There are not right and wrong interpretations in the way you are framing it. There are compelling and uncompelling interpretations. There are likely and unlikely interpretations. There are supported and unsupported interpretations. An interpretation is "wrong" if it is uncompelling, unlikely, and unsupported. So when I'm grading a paper, I have criteria to grade upon. If you throw out unsupported BS, that is not going to get a good grade. Any text has a range of plausible interpretations...but it isn't infininte.

Jordi said:
trooper6 said:
There are many interesting things to say about a text. Some of them have to do with the artist (and other producers) and some of them have to do with the construction of the text itself and some of them have to do with audiences.

And a good humanist doesn't just make stuff up. What you argue has to be grounded and supported...or else no one will buy it and you won't get published and then you don't get tenure and lose your job. At the moment I'm working on an article arguing that there are different ways to look at the relationship between black and white musicians in the 1930s than they ways people often look at them (abusive). I'm also arguing that whiteness is far more complicated than people give it credit for. Well...I won't go into the whole paper (which is about jazz in Weimar Germany)--but the point is, I've been doing research for years on this topic (mainly because it is related to a book I'm working on). I'm not just making up random things.
But now it just seems like you are doing historical research. If I understand correctly, you are trying to say "it is very possible that this and this happened in the 1930s, because I found this and this evidence". What you are doing sounds more like History than like a "new and original reinterpretation of a fictional work".

Like I said, it is unclear to me what Literary Criticism is exactly (but I have some ideas), and I think that that may very well be one of the main causes of the bad name it has.
In order to do good criticism, you have to do research. That is why it isn't total BS. You have to support your interpretation and argue its plausibility. If you don't know history, theory, composition, you can't do that.
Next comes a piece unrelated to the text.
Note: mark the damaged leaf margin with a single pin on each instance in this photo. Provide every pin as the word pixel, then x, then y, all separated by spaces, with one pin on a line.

There are man different ways to read Shakespeare. I'm interested in gender analysis (which some folks call feminist analysis). I maintain that Shakespeare's works are actually a lot more progressive in terms of gender than people often give them credit for. But in order to make this argument, I need to have done a lot of research on gender relations in Elizabethan England. I also need to know about sonnet forms and blank verse, and theater history, secondary literature and any other number of things. After I have done all the research on politics and history and literary form, and all of that...then I can begin my analysis and criticism.

When I was in high school I pulled crazy things out of my butt in English. Similarly I was encouraged to see the universe in black and white certainty in high school physics. And I was rewarded. But in college you learn that what you did in English in high school won't cut it. Similarly, the black/white way of looking at science in high school won't cut it either.

Who is one of the most respected film critics? Roger Ebert--the first film critic to receive a Pulitzer Prize. He has studied film. He has a deep knowledge of film history and construction. It is why his work on film is compelling and relevant, because he knows what he's doing. On the other hand, he knows nothing at all about video games, so when he started popping off about it, it was unsupported and uncompelling and irritating.